Washington: Back in 1947, Pakistan’s founder Mohammad Ali Jinnah sent noted Indian author Khushwant Singh a message to stay on in Lahore and become a high court judge, an offer the latter declined and decided to move to Delhi.
“I drove on a totally empty road, blank road, all the way to Delhi. I didn’t see a soul till I reached Delhi,” Singh told 21-year-old Manleen Sandhu before his death in March 2014 relating his personal experience of Partition.
“Jinnah sent a message to me through my father — he was his friend — to stay on in Lahore and become a high court judge. I was a lawyer.”
“Bad times. No humanity at all… after Partition I returned to Lahore many times. I had no venom against anyone,” he said shaking his head as he explained his decision to move amid escalating violence.
Khushwant Singh’s story is among nearly 2,000 stories comprising more than 4,000 hours of video footage recorded by citizen historians like Sandhu for The 1947 Partition Archive.
What began as a small grassroots effort to preserve the disappearing memory of Partition, at the University of California at Berkeley in 2011, has quickly spread across the globe to 157 cities where Partition witnesses reside.
Young, tech savvy citizen historians train to record oral histories and spread out in their communities with their phones or any other recording device as part of what has become the largest known oral history collection of South Asian memories.

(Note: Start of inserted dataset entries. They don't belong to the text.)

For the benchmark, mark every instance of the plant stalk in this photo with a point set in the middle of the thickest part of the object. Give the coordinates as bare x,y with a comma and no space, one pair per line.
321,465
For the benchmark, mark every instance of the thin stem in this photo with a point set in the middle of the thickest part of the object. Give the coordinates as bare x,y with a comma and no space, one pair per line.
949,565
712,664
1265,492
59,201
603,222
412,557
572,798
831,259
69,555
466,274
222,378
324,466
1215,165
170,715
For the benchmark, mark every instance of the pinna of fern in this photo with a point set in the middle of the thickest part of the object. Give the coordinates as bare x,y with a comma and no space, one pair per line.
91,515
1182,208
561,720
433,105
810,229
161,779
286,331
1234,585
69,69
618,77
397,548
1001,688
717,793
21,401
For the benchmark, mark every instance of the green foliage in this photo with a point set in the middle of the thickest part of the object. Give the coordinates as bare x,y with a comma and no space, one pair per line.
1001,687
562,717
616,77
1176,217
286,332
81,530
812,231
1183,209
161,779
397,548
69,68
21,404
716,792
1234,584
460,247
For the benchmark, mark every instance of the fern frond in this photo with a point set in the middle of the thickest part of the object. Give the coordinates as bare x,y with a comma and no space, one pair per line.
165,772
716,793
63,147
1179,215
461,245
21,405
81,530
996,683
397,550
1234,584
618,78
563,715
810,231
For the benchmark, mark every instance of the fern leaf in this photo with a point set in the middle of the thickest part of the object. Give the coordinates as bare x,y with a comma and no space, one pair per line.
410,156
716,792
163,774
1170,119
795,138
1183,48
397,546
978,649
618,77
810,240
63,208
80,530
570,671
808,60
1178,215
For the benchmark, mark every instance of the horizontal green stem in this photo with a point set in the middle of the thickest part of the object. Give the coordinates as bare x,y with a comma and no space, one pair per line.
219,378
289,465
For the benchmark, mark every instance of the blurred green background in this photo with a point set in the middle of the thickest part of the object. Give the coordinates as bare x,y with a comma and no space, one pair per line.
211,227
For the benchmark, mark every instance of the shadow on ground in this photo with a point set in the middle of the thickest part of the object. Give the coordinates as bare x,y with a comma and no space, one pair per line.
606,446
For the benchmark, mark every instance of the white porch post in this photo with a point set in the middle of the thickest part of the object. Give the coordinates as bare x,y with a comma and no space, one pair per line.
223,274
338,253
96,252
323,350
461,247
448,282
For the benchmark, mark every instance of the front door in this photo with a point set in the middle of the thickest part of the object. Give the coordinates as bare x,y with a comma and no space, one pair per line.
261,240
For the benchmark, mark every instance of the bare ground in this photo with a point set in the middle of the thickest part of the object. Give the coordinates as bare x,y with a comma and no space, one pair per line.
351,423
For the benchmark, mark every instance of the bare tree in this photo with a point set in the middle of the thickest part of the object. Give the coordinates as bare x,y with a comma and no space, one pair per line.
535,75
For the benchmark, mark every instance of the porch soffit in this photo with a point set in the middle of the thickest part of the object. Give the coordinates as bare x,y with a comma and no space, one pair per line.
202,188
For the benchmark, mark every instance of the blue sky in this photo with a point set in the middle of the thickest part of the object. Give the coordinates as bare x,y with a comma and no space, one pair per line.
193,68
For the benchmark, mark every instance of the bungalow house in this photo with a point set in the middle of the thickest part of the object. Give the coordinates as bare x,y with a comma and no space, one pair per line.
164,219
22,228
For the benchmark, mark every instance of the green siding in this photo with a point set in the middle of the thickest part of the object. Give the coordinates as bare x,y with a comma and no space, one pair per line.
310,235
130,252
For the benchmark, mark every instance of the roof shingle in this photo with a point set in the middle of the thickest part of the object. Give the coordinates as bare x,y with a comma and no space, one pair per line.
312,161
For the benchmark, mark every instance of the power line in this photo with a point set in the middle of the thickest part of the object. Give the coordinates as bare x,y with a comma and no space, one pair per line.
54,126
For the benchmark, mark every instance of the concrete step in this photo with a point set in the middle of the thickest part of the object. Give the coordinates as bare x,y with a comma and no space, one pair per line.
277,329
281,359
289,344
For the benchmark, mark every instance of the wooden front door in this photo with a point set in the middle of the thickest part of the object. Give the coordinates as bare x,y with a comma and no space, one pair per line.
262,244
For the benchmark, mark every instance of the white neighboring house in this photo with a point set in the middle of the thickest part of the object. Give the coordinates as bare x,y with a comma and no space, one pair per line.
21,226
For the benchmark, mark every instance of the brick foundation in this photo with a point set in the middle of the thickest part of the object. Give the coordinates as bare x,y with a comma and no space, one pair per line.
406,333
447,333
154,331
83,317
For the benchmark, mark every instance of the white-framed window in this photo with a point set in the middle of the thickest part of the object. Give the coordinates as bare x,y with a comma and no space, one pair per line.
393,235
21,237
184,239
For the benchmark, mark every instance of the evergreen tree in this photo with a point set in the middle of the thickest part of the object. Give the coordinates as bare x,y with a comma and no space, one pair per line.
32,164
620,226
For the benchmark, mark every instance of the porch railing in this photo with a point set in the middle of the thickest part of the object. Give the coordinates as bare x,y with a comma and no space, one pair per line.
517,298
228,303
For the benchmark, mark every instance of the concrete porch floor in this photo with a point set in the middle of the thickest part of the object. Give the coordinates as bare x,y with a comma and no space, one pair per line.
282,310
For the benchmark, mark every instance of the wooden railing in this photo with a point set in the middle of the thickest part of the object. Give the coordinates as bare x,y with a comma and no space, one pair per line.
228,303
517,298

Today a majority of the stories come from India, Pakistan and Bangladesh, though many pour in from diasporic communities spread across Europe, North America, the Middle East and Australia.
They’re telling of how far refugees scattered in search of a stable life following Partition.
With those who were teenagers at the time of Partition in their 80’s now, the 1947 Partition Archive has announced a manifesto to record 10,000 stories through 2017, commemorating the 70th anniversary of Partition.
The people-powered archive relies in part on trained volunteers, or citizen historians, for recording the stories, according to a media release.
To accelerate the recording of stories and reach the 10,000-story goal, the archive is announcing its next call for scholars, a 10-month long concentrated story collection fellowship programme.
Anyone who has attended a free training to become a citizen historian and recorded a story is eligible to apply. Applications opened on August 30 and the deadline to apply is October 31.
An anonymous donor, feeling the urgency for recording stories, has endowed the programme with $100,000, which will fund the field work and back-end archiving for 10 story scholars. Together they will record 1,800 stories.
As founding donor Dr Narinder Kapany, an Indian-born American physicist known for his work in fibre optics, says, “Partition affected every community. Stories of Partition are everyone’s stories. And time is of the essence to make them known.”
The archive will begin releasing the stories for public viewing in 2017.
The archive’s long term plans include building Centres for Learning on Partition that combine tolerance education, in India, Pakistan and Bangladesh.
The archive will be launching its task force for institutionalising the memory of partition later in 2015.
The first exhibit based on the archive’s stories launched in 2014 at the Canadian Museum for Human Rights in Winnipeg.